思わぬ勝利宣言にしばし呆然とするけれど、彩香の不正行為ってどういう事なんだろう?


『引き続き、実況中継です。本部に入った情報によりますと、如月選手は正式な契約を取り交わしていない式神を、闇の術具を用い出場させたことが発覚しました。これは陰陽師法第六条の一、闇の術具の使用を禁ずる法規に違反した上に、不正な式神契約を行い出場したことは、大会規定にも抵触します。今回の事態を重く見た陰陽師連盟総本部は、如月選手を失格処分にしたということです』


やっぱり、闇の術具でシュリを操っていたことが問題なんだ。


勝利は嬉しいんだけど、彩香のことを思うと、心から喜べない。


私の目の前で、彩香はレフリーに連れられて舞台を降りた。

闇の術具についての取り調べがあるとのことだけど、彩香の火傷の手当が先になるようだ。


がっくりと項垂れ下を向いて歩く彩香とレフリーの行く手を遮る者がいた。


「待て」


その声を聞いて、彩香はぱっと顔を上げた。


「爺!助けに来てくれたの?」


爺は彩香に杖を突きつけた。


「姫、あれほど儂が言うたではないか。あれは切り札だと」


「で、でもあそこで使わなければ私は勝てないと思ったから···」


「姫、御身をもっと大事にせねば。
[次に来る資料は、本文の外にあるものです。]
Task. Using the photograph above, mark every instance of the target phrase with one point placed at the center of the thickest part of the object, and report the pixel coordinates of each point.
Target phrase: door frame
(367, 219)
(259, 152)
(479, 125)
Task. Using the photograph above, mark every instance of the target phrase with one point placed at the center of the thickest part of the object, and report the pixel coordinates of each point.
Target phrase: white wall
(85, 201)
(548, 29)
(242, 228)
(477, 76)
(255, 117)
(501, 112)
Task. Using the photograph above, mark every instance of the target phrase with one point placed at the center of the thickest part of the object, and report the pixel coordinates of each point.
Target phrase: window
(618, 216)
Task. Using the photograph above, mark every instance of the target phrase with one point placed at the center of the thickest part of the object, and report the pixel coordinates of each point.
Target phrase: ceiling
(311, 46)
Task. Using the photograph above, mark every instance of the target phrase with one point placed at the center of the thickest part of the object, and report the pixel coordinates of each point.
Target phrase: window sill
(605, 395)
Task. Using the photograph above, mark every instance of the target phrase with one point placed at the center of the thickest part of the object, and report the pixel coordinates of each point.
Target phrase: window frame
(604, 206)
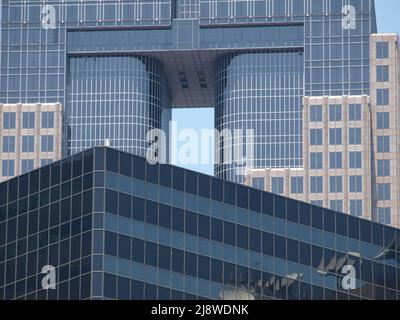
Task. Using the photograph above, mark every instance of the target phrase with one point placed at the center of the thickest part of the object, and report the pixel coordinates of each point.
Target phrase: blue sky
(387, 16)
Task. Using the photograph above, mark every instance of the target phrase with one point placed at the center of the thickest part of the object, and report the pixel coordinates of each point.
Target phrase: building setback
(113, 226)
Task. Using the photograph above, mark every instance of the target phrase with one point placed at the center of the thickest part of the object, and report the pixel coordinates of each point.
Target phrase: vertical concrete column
(345, 154)
(306, 147)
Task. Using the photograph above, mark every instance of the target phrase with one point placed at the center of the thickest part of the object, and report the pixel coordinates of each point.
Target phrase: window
(28, 143)
(9, 120)
(277, 184)
(336, 184)
(335, 160)
(384, 216)
(356, 208)
(257, 183)
(316, 113)
(354, 136)
(382, 97)
(27, 165)
(355, 160)
(318, 203)
(316, 137)
(383, 168)
(335, 112)
(8, 168)
(355, 112)
(47, 144)
(28, 120)
(316, 160)
(9, 144)
(316, 184)
(296, 185)
(335, 136)
(382, 50)
(44, 162)
(383, 191)
(383, 144)
(382, 73)
(336, 205)
(47, 120)
(355, 183)
(382, 120)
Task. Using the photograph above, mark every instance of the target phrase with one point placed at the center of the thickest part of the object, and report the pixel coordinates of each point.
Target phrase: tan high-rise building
(30, 136)
(351, 146)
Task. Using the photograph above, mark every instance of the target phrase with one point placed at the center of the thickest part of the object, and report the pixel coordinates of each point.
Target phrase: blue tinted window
(277, 185)
(9, 120)
(382, 50)
(47, 144)
(316, 113)
(28, 120)
(335, 112)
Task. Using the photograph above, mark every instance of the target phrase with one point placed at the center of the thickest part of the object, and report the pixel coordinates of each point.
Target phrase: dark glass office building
(115, 227)
(118, 67)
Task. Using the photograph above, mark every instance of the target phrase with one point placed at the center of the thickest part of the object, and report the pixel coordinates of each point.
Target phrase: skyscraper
(118, 67)
(109, 225)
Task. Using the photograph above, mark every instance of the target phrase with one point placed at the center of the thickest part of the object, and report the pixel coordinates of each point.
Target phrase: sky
(387, 12)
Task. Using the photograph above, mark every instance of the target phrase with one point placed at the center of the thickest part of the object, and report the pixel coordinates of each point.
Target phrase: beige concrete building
(351, 146)
(30, 136)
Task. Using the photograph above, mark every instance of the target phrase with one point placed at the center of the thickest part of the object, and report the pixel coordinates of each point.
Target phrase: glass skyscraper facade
(115, 98)
(231, 55)
(113, 226)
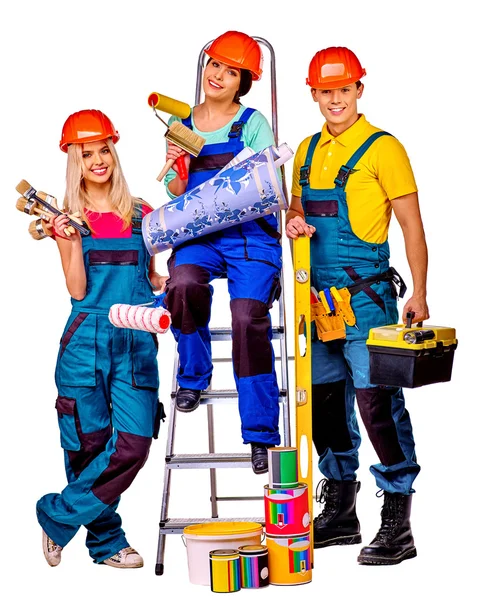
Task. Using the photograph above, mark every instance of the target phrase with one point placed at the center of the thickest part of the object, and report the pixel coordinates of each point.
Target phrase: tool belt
(331, 309)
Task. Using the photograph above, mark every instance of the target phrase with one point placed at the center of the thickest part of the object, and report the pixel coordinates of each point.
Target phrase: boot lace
(391, 513)
(326, 494)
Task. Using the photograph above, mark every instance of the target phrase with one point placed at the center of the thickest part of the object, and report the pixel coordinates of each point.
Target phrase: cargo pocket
(160, 416)
(276, 291)
(77, 356)
(145, 365)
(67, 422)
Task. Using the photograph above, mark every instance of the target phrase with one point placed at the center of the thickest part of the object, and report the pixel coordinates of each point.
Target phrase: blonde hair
(76, 195)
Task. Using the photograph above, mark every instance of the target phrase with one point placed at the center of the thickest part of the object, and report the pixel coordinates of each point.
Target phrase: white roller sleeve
(145, 318)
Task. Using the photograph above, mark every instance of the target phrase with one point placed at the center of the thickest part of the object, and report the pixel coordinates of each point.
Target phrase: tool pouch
(329, 327)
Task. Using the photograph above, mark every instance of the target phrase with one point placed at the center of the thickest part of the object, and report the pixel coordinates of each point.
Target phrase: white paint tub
(215, 535)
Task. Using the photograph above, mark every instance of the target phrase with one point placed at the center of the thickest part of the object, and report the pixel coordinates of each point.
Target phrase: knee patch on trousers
(92, 444)
(125, 462)
(188, 297)
(329, 418)
(375, 405)
(251, 347)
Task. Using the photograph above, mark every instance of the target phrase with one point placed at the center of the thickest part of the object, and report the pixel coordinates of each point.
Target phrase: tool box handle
(410, 316)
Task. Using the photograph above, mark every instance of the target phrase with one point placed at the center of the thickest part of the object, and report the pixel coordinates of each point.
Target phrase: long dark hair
(244, 84)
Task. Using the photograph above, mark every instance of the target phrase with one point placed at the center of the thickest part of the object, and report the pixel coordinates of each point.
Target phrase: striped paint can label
(287, 510)
(254, 566)
(283, 467)
(225, 570)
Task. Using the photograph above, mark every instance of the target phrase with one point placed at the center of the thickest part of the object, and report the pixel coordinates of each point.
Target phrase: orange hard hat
(237, 50)
(87, 126)
(334, 67)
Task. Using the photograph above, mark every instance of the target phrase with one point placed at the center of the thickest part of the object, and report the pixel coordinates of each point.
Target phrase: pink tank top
(109, 225)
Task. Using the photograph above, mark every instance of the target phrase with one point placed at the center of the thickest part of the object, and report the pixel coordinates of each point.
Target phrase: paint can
(254, 566)
(283, 467)
(289, 559)
(201, 538)
(225, 570)
(287, 510)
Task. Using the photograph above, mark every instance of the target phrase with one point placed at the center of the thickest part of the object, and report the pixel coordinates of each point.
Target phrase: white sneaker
(51, 551)
(127, 558)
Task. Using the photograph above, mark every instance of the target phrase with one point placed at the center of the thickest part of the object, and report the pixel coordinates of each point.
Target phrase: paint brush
(176, 133)
(30, 193)
(37, 229)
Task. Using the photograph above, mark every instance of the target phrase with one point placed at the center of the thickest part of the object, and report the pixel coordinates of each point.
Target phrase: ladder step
(208, 461)
(227, 396)
(178, 525)
(221, 334)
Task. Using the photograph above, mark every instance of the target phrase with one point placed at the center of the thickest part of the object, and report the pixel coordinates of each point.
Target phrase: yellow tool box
(406, 356)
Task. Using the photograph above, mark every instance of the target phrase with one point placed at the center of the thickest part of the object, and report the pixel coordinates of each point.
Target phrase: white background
(60, 57)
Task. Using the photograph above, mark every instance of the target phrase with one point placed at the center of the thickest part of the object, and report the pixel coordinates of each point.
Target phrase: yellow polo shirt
(382, 174)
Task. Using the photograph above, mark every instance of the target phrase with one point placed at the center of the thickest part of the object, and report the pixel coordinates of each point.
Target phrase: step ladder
(213, 460)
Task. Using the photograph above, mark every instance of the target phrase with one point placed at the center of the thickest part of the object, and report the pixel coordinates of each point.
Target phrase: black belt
(391, 275)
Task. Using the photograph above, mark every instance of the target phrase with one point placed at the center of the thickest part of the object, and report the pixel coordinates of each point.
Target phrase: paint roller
(177, 133)
(47, 202)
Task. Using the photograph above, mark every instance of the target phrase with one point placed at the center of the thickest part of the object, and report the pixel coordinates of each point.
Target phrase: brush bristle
(23, 187)
(21, 203)
(186, 139)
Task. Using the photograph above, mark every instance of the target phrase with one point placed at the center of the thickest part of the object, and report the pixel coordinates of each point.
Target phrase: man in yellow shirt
(346, 182)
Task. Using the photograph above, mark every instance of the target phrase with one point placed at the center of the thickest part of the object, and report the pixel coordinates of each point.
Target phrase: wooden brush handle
(181, 164)
(166, 168)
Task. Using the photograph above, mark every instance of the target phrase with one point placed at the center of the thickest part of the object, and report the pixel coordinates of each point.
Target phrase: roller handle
(182, 171)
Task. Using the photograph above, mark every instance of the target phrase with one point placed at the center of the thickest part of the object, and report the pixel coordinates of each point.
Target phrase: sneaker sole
(187, 409)
(383, 560)
(120, 566)
(341, 541)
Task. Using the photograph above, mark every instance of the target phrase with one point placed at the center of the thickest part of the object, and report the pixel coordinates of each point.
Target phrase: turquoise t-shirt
(256, 133)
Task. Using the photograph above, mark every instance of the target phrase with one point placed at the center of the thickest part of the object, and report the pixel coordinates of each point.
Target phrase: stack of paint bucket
(232, 570)
(287, 520)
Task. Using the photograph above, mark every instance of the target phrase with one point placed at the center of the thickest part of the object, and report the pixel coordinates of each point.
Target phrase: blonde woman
(107, 378)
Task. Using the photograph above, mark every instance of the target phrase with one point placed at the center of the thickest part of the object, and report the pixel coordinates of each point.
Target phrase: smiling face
(339, 106)
(221, 82)
(98, 162)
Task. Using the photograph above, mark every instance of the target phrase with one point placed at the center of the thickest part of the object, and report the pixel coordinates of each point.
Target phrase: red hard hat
(333, 68)
(87, 126)
(237, 50)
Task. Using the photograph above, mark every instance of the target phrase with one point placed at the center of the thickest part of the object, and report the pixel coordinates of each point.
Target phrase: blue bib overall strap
(137, 218)
(213, 157)
(345, 170)
(305, 169)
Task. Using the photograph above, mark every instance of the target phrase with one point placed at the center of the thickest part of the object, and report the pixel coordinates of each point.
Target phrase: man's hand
(417, 305)
(297, 226)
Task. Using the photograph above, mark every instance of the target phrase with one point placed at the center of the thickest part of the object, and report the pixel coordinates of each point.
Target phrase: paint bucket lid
(224, 553)
(233, 528)
(282, 449)
(276, 490)
(253, 549)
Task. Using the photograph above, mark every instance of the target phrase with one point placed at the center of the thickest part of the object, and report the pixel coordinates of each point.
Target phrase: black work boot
(187, 400)
(394, 540)
(337, 524)
(259, 458)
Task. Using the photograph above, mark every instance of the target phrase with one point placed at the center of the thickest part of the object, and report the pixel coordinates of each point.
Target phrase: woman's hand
(62, 229)
(297, 226)
(174, 153)
(158, 281)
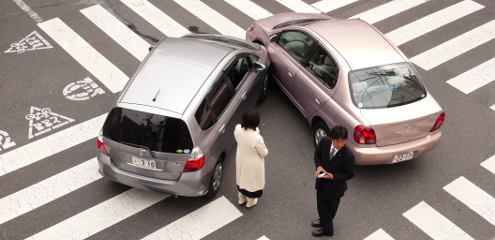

こんな所で命を落とすには惜しいのでのう」


「爺···」


爺は意味ありげに「ほっほ」と笑うと言った。


「そろそろ解放してやろうかのう」


爺は地面にドンと杖をついた。

そして縦横に切り込みを入れ、力を注ぎ込んでいる。


「爺、何をしているの?」


「······」


爺は彩香の質問に答えるでもなく、不気味に笑い握る杖に力を込めている。


私はとても嫌な予感がした。

爺の様子はいよいよおかしく、その杖先からは黒い霧が流れ出る。

それを見ると、背筋が凍りつきそうな感覚に襲われる。


地面からは黒い光が溢れ出し、大きな穴が開いたように見えた。